Similarly, a Cohasset Associates survey shows that nearly 50 percent of organizations have no e-mail retention policy in place. Although not all organizations' e-mail retention policies will be the same, there are three elements that are essential to make such policies litigation ready: a clearly written records and information management policy; a legal hold-and-lift process to secure all information that will be relevant to an action; and an e-mail archiving process that includes services and software.
Vivian Tero, senior research analyst for IDC, says that businesses should "consider putting in place a corporate records-retention program as part of [their] litigation readiness." Organizations also should involve IT, compliance officers, records managers, and in-house and external legal counsel in discovery teams, she says.
Responding to electronic discovery requirements can be difficult for organizations that aren't prepared. According to the ESG survey, 56 percent of enterprises found that retrieving data from such offline media as tape was a significant challenge, and half of the respondents said that a lack of effective software tools to search for and retrieve information was a challenge. Many organizations misunderstood the electronic discovery requirements and thought they applied to only the financial services industry.
Not all enterprises have been caught off guard by the new amendments, however.

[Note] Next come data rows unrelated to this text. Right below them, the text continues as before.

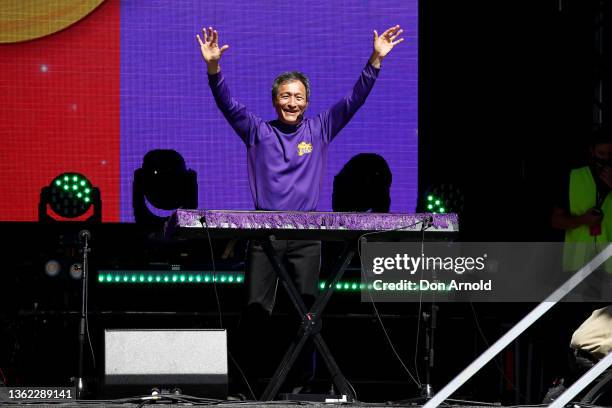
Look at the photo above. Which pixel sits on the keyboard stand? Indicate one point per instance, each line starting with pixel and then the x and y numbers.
pixel 311 323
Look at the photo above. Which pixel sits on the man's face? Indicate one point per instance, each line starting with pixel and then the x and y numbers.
pixel 290 102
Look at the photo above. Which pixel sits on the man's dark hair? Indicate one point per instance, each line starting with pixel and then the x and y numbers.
pixel 290 76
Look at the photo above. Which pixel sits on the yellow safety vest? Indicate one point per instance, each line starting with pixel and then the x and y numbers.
pixel 583 196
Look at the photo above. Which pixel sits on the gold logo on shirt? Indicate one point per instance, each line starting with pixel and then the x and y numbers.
pixel 304 148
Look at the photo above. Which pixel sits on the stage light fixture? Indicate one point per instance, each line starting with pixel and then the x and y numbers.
pixel 76 270
pixel 52 268
pixel 162 185
pixel 442 198
pixel 69 196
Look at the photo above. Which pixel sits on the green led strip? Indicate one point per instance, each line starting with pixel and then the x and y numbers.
pixel 169 277
pixel 172 277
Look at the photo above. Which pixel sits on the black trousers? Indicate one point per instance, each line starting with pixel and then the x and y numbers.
pixel 302 260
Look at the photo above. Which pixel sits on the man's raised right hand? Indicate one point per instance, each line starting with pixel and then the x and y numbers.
pixel 210 49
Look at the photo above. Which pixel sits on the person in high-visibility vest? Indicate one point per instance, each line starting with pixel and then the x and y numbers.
pixel 585 212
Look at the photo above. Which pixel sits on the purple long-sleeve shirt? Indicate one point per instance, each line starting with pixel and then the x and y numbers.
pixel 286 162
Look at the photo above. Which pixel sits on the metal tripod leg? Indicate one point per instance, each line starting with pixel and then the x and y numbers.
pixel 311 325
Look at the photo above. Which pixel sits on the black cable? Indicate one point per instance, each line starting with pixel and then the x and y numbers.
pixel 243 376
pixel 382 325
pixel 212 259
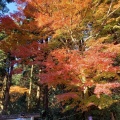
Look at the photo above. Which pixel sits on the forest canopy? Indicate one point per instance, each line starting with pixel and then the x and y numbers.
pixel 65 54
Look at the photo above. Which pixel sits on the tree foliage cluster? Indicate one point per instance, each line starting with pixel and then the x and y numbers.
pixel 66 53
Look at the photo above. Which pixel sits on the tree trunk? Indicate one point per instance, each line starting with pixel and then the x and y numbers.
pixel 45 101
pixel 7 86
pixel 30 87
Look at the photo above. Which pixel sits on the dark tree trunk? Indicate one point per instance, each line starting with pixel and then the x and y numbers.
pixel 45 101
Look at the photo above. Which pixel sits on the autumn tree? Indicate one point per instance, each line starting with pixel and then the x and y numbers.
pixel 86 78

Some suggest they are simply a formalization of existing requirements. "I am by no means expert in the rules of discovery, but it appeared at first glance to be simply a clarification of already-existing obligations to codify recent case-law decisions into formal rules," says Timothy Hogan from the Office of Business Conduct at Beth Israel Deaconess Medical Center in Boston. "The new language generally emphasizes the importance of policies and standard procedures covering the routine, good-faith operation of an electronic information system," he says.
At Beth Israel Deaconess, CIO John Halamka, is putting in Symantec's Enterprise Vault early next year to archive e-mail.
Such preparedness can pay off. Although the new rules don't stipulate fines for noncompliance, District Court judges have been known to fine companies for not responding to a discovery request fast enough. Last year, the Alabama Circuit Court of Appeals fined General Motors US$700,000 for delaying a discovery process by 98 days.